Friday, November 16, 2007

"The only factor becoming scarce in a world of abundance is human attention." Kevin Kelly

"If you're not quite there, getting there takes some nerve." Tom Peters

"Execution is the job of the business leader." Larry Bossidy

Today's image: Portrait of a Superman by Thomas Hawk. Wonderful. Thank you!

Wanted:
Superwomen
(Supermen need your help)

Broadcast sales is broken. We need a new format. A reboot ain't enough. What's called for is a new OS.

Reading Tom Peters and it hit me, like the kiss on the end of a wet fist (my thanks to troupe Firesign).

Tom referenced Jeffery Tobias Halter. Selling to men - the transaction model; selling to women - the relational model. The example used is "Mission: Go to Gap, buy a pair of pants. Male, Time - 6 minutes, Cost - $33. Female, Time - 3 hours 26 minutes, Cost - $876."

The comparison we most often used in the last century was shoes. Men go out to "kill" a pair of shoes and return in minutes. Women go "shoe shopping" returning in hours and sometimes without shoes but seldom empty handed. Another typical stereotype involves how men get lunch when women discuss the options and go to lunch.

The bulk of broadcast sales remains transactional.

It's fair to ask - is transactional male in its very nature?

Does this manifest itself in attitude? Get out there and "kill" some business today. Is this exhibited in too many brute force tactics, male approaches including phone blitz fire selling and the relentless competitive offensives. The continued sanction of internecine warfare. The silo restricted battles of TV vs TV and Radio vs Radio. The accepted ritual of broadcasters getting up everyday and going to work with one game plan - to kill other broadcasters. The avail become blood sport.

The entire world of measured media and media behavior is changing around us while our sales departments (absent the obvious revolution in communication tools) continue, as a practical matter, to operate using a template, a format, first developed in the last century.

What part of the sales crisis continues, in some measure, because of male hard-wiring issues? How much of our inability to make effective corrective progress can be traced to male DNA stuff (and associated derivatives including ego)? Have the Supermen of the business already given the mission of fixing sales their best shot? Are we failing to take advantage of new opportunities because of genetic blindness? Held back by a belief system based upon the tweaking, fine-tuning and perpetuation of inherited best practice? A faith in operating traditions so strong, prejudice so deeply ingrained that it precludes any possibility of practice abandonment? Why do we continue to be obsessed with getting better at these same old approaches? In sum, we are doing basically the same things better and expecting a significantly different result.

Clearly, it's not working.

There has never been more cash pumped into the ad spend and up for grabs yet broadcast is failing to grow. Hint: the buyers are not at fault. Their failure to understand the power and value of broadcast, their lack of investment serves as perhaps the most valid of report cards, it's hard empirical evidence on the effectiveness of our selling efforts.

What should be done next?

It's time to stop playing around with the numerator and get to work on the more important strategic mission - changing the denominator.

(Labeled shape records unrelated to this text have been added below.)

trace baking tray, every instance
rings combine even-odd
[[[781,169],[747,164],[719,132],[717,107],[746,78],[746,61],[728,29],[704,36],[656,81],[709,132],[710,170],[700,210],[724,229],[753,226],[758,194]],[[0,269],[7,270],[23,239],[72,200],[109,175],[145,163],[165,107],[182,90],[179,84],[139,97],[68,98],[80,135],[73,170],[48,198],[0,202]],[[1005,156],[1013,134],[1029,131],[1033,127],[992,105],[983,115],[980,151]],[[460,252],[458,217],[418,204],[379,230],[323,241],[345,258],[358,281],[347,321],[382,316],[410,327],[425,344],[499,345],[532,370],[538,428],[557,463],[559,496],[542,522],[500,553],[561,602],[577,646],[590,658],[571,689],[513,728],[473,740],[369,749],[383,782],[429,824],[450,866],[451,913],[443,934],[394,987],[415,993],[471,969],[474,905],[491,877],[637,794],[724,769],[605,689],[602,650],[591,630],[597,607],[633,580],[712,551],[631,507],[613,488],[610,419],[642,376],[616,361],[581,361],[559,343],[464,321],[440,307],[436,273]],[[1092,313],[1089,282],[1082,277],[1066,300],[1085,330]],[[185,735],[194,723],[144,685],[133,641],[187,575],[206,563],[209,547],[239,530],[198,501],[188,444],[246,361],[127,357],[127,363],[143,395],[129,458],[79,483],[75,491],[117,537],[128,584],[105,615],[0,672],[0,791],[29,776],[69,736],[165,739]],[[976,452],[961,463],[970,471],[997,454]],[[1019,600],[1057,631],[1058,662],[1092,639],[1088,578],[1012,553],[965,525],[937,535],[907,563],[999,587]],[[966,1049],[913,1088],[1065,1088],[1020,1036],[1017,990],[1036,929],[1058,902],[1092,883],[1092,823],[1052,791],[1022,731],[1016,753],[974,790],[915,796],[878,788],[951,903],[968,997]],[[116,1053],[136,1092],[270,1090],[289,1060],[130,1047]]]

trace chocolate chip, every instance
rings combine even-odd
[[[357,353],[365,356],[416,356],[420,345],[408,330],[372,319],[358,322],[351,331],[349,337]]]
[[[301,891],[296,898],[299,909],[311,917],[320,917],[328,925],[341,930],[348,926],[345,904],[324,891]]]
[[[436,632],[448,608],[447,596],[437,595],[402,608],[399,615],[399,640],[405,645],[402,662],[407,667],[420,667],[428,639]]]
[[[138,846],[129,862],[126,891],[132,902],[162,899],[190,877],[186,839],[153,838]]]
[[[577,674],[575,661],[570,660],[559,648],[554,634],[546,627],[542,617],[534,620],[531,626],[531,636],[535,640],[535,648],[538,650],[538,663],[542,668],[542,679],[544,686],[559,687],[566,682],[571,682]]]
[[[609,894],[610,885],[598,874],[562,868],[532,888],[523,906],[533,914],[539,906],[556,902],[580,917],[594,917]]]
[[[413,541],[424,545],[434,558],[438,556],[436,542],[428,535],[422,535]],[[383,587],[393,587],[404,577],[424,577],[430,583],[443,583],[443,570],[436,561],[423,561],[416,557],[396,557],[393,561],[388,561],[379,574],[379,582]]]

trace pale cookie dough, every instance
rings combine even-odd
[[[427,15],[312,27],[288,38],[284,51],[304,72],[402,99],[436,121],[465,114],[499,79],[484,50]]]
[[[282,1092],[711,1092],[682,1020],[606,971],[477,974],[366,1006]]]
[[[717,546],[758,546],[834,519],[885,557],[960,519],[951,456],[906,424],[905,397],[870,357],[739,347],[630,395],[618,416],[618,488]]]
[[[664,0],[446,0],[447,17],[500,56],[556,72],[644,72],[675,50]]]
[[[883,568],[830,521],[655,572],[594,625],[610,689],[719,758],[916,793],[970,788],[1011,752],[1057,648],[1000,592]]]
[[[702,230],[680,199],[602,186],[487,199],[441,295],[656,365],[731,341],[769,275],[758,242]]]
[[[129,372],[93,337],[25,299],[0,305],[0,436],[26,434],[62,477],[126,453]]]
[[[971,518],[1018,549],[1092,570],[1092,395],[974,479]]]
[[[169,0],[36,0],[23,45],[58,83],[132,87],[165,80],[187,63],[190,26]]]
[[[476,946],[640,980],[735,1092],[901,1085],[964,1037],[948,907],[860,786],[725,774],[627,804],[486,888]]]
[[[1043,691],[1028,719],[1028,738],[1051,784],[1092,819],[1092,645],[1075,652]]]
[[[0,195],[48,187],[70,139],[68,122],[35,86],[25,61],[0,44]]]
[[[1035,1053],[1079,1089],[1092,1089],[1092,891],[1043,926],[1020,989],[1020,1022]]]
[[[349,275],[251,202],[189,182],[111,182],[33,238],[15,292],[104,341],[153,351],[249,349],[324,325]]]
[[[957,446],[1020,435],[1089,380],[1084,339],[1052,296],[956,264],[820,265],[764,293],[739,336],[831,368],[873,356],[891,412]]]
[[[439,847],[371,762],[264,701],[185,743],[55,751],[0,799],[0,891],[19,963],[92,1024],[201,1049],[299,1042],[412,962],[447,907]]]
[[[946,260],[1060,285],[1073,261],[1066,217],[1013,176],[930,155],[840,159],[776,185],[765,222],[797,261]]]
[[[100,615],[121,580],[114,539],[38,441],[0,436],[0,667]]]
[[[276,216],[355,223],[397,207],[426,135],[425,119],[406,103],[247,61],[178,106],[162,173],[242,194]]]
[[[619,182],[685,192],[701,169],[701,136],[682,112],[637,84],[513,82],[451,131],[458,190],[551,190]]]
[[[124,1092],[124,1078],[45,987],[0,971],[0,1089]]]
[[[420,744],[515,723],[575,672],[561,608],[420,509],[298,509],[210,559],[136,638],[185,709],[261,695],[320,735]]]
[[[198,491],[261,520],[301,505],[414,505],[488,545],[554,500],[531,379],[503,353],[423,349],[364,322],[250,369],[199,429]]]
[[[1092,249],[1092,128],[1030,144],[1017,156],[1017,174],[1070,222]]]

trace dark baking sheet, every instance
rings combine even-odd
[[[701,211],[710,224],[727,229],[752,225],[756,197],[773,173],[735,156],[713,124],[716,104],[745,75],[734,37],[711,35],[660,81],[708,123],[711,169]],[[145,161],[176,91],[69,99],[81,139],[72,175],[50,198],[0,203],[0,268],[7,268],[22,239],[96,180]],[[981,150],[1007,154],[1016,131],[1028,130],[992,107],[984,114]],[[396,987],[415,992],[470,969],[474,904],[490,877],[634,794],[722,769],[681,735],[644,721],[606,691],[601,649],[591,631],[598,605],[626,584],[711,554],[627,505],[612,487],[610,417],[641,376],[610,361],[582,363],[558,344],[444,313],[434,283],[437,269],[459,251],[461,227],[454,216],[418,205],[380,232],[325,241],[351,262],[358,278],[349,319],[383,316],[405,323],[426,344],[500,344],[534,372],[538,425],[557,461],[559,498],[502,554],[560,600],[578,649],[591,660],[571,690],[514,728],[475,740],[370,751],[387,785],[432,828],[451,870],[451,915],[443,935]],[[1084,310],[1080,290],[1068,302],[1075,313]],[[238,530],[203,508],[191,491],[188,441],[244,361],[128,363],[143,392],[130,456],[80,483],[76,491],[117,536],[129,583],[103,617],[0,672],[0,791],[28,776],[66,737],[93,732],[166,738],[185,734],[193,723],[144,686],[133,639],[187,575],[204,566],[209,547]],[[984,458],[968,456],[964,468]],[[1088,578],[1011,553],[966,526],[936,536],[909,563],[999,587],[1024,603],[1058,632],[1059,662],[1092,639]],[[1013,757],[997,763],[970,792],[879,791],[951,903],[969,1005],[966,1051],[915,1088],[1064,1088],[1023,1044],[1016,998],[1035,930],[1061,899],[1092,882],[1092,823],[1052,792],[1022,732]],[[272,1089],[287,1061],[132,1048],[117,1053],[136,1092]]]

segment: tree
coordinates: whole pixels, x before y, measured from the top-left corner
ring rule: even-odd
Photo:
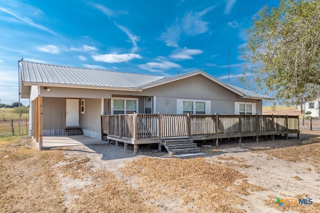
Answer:
[[[22,114],[28,114],[29,113],[29,108],[24,106],[20,106],[20,114],[19,115],[19,108],[14,107],[12,109],[12,111],[14,114],[18,114],[19,117],[21,117]]]
[[[265,6],[248,31],[240,80],[286,105],[318,96],[320,88],[320,1],[280,0]]]

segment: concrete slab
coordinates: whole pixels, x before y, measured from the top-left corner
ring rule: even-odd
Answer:
[[[68,146],[91,145],[107,143],[108,142],[106,141],[100,141],[84,135],[44,136],[42,149],[50,149],[53,147],[66,147]],[[38,143],[37,143],[37,144]]]

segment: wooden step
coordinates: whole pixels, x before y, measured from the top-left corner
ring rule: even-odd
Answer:
[[[170,150],[169,153],[172,155],[177,155],[178,154],[193,153],[200,152],[200,147],[194,147],[191,148],[183,149],[172,149]]]
[[[190,148],[196,147],[196,144],[194,143],[188,143],[185,144],[166,144],[166,146],[169,149],[182,149],[182,148]]]

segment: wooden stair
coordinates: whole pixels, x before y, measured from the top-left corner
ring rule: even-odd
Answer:
[[[196,144],[190,139],[164,139],[162,141],[166,151],[172,155],[200,152],[200,148],[197,147]]]

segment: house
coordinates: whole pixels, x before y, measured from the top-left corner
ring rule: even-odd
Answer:
[[[298,106],[298,109],[301,109],[301,106]],[[311,114],[308,115],[312,117],[318,117],[320,114],[320,99],[312,100],[310,101],[306,101],[302,104],[302,109],[304,110],[304,113],[310,111]]]
[[[262,114],[262,101],[271,99],[200,70],[165,77],[24,61],[20,69],[30,132],[40,137],[83,134],[102,140],[101,115]]]

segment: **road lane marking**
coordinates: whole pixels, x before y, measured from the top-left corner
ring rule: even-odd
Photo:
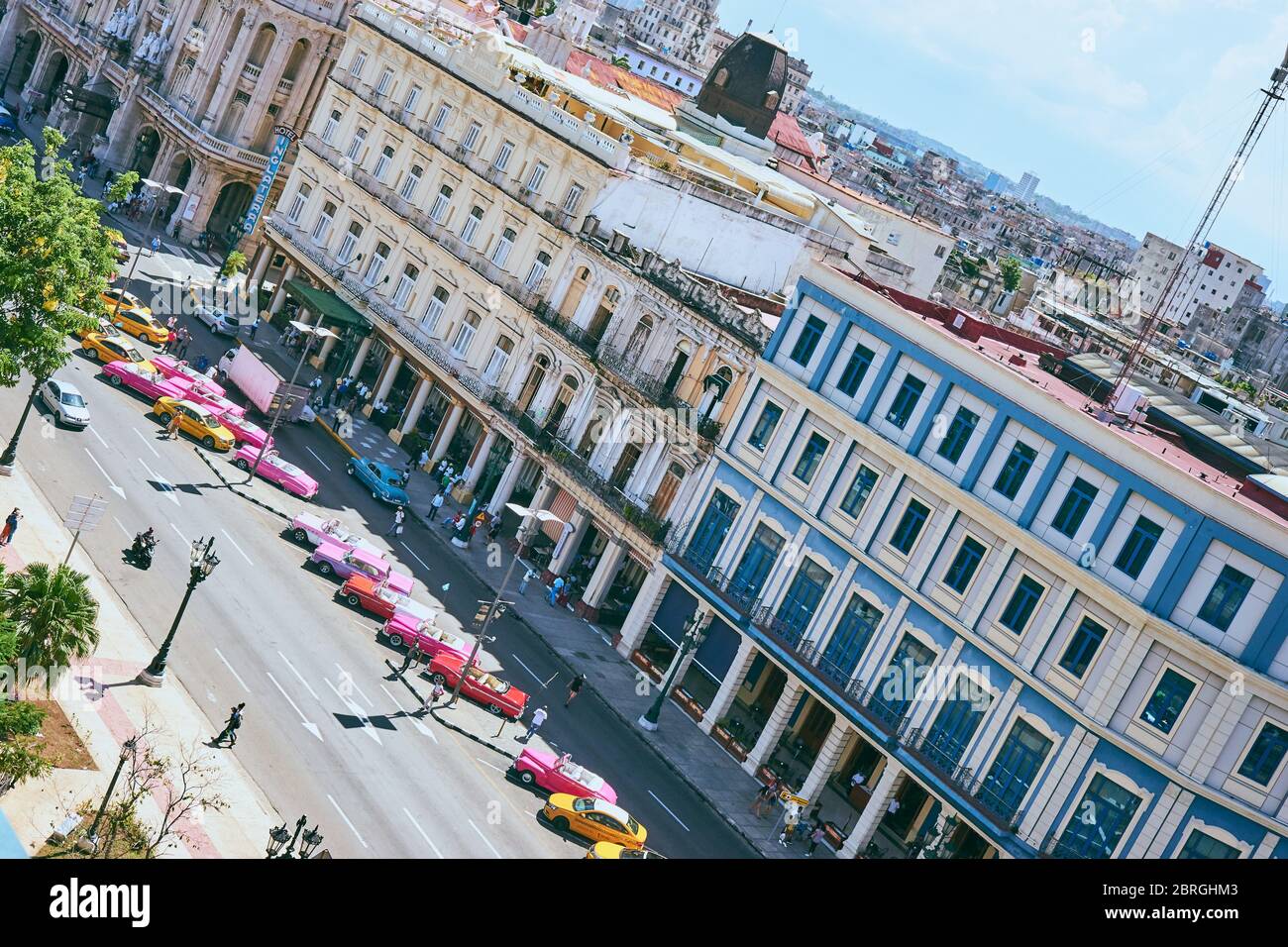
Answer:
[[[152,477],[152,481],[161,487],[161,495],[165,496],[175,506],[178,506],[179,495],[174,491],[174,484],[170,483],[170,481],[165,479],[156,470],[153,470],[151,466],[148,466],[148,463],[143,460],[143,457],[139,457],[139,463],[143,464],[143,469],[148,472],[148,475]]]
[[[389,697],[389,700],[392,700],[394,702],[394,706],[398,707],[398,713],[411,720],[412,727],[415,727],[417,731],[420,731],[426,737],[429,737],[430,740],[433,740],[435,743],[438,742],[438,737],[434,736],[434,731],[429,729],[429,727],[426,727],[420,720],[417,720],[415,716],[412,716],[411,714],[408,714],[407,709],[402,703],[398,702],[398,698],[394,697],[389,692],[388,687],[385,687],[384,684],[381,684],[380,689],[384,691],[385,694]]]
[[[130,430],[133,430],[135,434],[139,435],[139,441],[143,442],[144,447],[147,447],[149,451],[152,451],[152,456],[153,457],[160,457],[161,456],[161,454],[157,451],[157,448],[152,446],[152,442],[148,441],[146,437],[143,437],[143,432],[142,430],[139,430],[138,428],[130,428]]]
[[[108,475],[107,470],[103,469],[103,465],[98,463],[98,457],[94,456],[94,454],[89,450],[89,447],[85,448],[85,452],[89,454],[89,459],[94,461],[94,466],[98,468],[98,472],[100,474],[103,474],[103,479],[107,481],[107,486],[109,486],[112,488],[112,492],[116,493],[118,497],[121,497],[124,500],[125,499],[125,491],[121,490],[118,486],[116,486],[116,481],[113,481]]]
[[[670,816],[671,818],[674,818],[676,822],[680,822],[680,817],[676,816],[674,812],[671,812],[671,807],[668,807],[666,803],[663,803],[661,799],[658,799],[657,794],[653,790],[649,790],[648,794],[650,796],[653,796],[653,801],[656,801],[658,805],[661,805],[663,809],[666,809],[666,814],[667,816]],[[680,828],[683,828],[684,831],[689,831],[689,827],[687,825],[684,825],[684,822],[680,822]]]
[[[231,664],[228,664],[228,658],[224,657],[224,652],[222,652],[219,648],[215,648],[215,653],[219,655],[219,660],[224,662],[224,667],[228,669],[228,673],[232,674],[234,678],[237,678],[237,683],[242,685],[242,691],[250,693],[250,688],[246,687],[246,682],[242,680],[241,675],[233,670],[233,666]]]
[[[242,553],[242,548],[237,545],[237,540],[234,540],[232,536],[228,535],[227,530],[220,530],[219,532],[222,532],[224,536],[228,536],[228,541],[233,544],[233,549],[236,549],[238,553],[241,553],[241,558],[246,560],[247,566],[251,566],[251,567],[255,566],[255,563],[252,563],[250,560],[250,557],[246,555],[246,553]]]
[[[492,849],[492,854],[495,854],[497,858],[500,858],[501,853],[496,850],[496,845],[493,845],[492,841],[486,835],[483,835],[483,832],[479,830],[479,827],[477,825],[474,825],[474,819],[468,818],[465,821],[470,823],[470,828],[473,828],[475,832],[479,834],[479,837],[483,839],[483,844],[487,845],[489,849]]]
[[[406,550],[407,550],[407,553],[408,553],[408,554],[411,555],[411,558],[412,558],[412,559],[415,559],[416,562],[419,562],[419,563],[420,563],[421,566],[424,566],[424,567],[425,567],[426,569],[429,568],[429,563],[426,563],[426,562],[425,562],[424,559],[421,559],[421,558],[420,558],[419,555],[416,555],[415,553],[412,553],[412,551],[411,551],[411,546],[408,546],[408,545],[407,545],[406,542],[403,542],[402,540],[398,540],[398,545],[399,545],[399,546],[402,546],[403,549],[406,549]]]
[[[335,666],[340,671],[340,674],[343,674],[345,678],[349,679],[349,683],[353,684],[353,689],[357,691],[362,696],[362,700],[365,700],[367,702],[367,706],[371,707],[372,710],[375,710],[376,705],[371,702],[371,698],[367,697],[367,694],[362,693],[362,688],[358,687],[358,682],[353,679],[353,675],[349,674],[349,671],[344,670],[344,667],[340,667],[340,662],[339,661],[335,662]]]
[[[285,697],[286,702],[291,705],[291,709],[295,710],[295,713],[300,715],[300,723],[304,724],[304,728],[309,733],[312,733],[314,737],[317,737],[318,740],[322,740],[322,731],[318,729],[318,725],[316,723],[313,723],[307,716],[304,716],[304,711],[303,710],[300,710],[298,706],[295,706],[295,701],[292,701],[291,696],[289,693],[286,693],[286,688],[283,688],[281,684],[277,683],[277,678],[273,676],[273,673],[272,671],[264,671],[264,674],[267,674],[268,679],[273,682],[273,687],[276,687],[278,691],[282,692],[282,697]],[[322,742],[325,743],[326,741],[322,740]]]
[[[362,713],[362,707],[359,707],[354,701],[350,701],[348,697],[340,693],[339,689],[336,689],[336,685],[331,683],[330,678],[323,678],[323,680],[326,680],[326,685],[330,687],[332,692],[335,692],[335,696],[340,698],[340,702],[349,709],[349,713],[353,714],[355,718],[358,718],[358,722],[362,724],[362,732],[366,733],[372,740],[375,740],[377,743],[380,743],[380,746],[384,746],[385,741],[383,741],[380,738],[380,734],[376,733],[376,728],[371,723],[371,718]]]
[[[326,798],[327,798],[327,799],[331,799],[331,794],[330,794],[330,792],[327,792],[327,794],[326,794]],[[344,823],[345,823],[346,826],[349,826],[349,831],[354,834],[354,836],[355,836],[355,837],[358,839],[358,841],[362,841],[362,847],[363,847],[363,848],[367,848],[367,843],[366,843],[366,841],[363,841],[363,839],[362,839],[362,836],[361,836],[361,835],[358,835],[358,830],[353,827],[353,822],[350,822],[350,821],[349,821],[349,817],[344,814],[344,809],[341,809],[341,808],[340,808],[340,804],[339,804],[337,801],[335,801],[335,799],[331,799],[331,805],[334,805],[334,807],[335,807],[335,810],[336,810],[337,813],[340,813],[340,818],[343,818],[343,819],[344,819]]]
[[[519,666],[523,667],[523,670],[526,670],[533,678],[536,678],[536,680],[540,682],[542,687],[546,685],[546,682],[541,680],[541,678],[537,678],[537,673],[535,670],[532,670],[526,664],[523,664],[523,658],[522,657],[519,657],[518,655],[515,655],[513,651],[510,652],[510,657],[513,657],[515,661],[518,661]]]
[[[313,451],[309,451],[309,454],[312,452]],[[406,805],[403,807],[403,813],[406,813],[407,818],[411,819],[411,823],[416,826],[416,831],[420,832],[420,837],[422,837],[426,843],[429,843],[429,847],[434,849],[434,854],[442,858],[443,853],[438,850],[438,845],[434,844],[433,839],[425,835],[425,830],[420,827],[420,822],[416,821],[416,818],[411,814],[411,812],[407,809]]]
[[[289,658],[286,657],[286,655],[283,655],[282,652],[277,652],[277,656],[278,656],[279,658],[282,658],[283,661],[286,661],[286,666],[291,669],[291,674],[294,674],[294,675],[295,675],[296,678],[299,678],[299,679],[300,679],[300,683],[301,683],[301,684],[304,684],[304,687],[307,687],[307,688],[309,689],[309,693],[310,693],[310,694],[313,694],[313,700],[316,700],[316,701],[317,701],[318,703],[321,703],[321,702],[322,702],[322,698],[321,698],[321,697],[318,697],[318,692],[317,692],[317,691],[314,691],[314,689],[313,689],[313,685],[312,685],[312,684],[309,684],[309,682],[307,682],[307,680],[304,679],[304,675],[303,675],[303,674],[300,674],[300,673],[299,673],[298,670],[295,670],[295,665],[292,665],[292,664],[290,662],[290,660],[289,660]]]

My suggestion is we need to get different.

It's time to put more women in charge.


TOP LINE
IS EVERYTHING

"You need revenues to grow earnings over time"
Dick Kovacevich

"Our whole story is growing revenue"
Vernon Hill

"Human creativity is the ultimate economic resource"
Richard Florida


My thanks, again, to the great Tom Peters for inspiration. My thanks too to Dan Kelley for his kind words earlier this week. Rock on, Dan!

Catch someone doing something right today! Have a great weekend. Viva Le Beaujolais Nouveau!


2 comments:

Anonymous said...

Thank you so much!

What a dead on writing.

As a DOS my life is a living hell mostly because of older white gentlemen that are just clueless, way out of touch.

Working harder and working smarter at the wrong stuff will never get the job done.

I will be sharing this writing with others in my company and can only hope that our industry wakes up to your wisdom before it is too late.

Cheers!

Anonymous said...

David you are totally on the money with this post. Conventional wisdom says we need only wait for the big O and political and TV will be just fine next year thank you very much. Yeah and 09 will be another hard comp climb with more cuts on the expense side.You might ask why not get out? Good question thought about during many a drive home. My only honest response is broadcast sellers and their managers are caught up in something like Stockholm syndrome, we are hostages to the idiots at the top (and the money is still damn good, beats working for a living). Enjoy your blog!! Good that someone is telling it like it really is.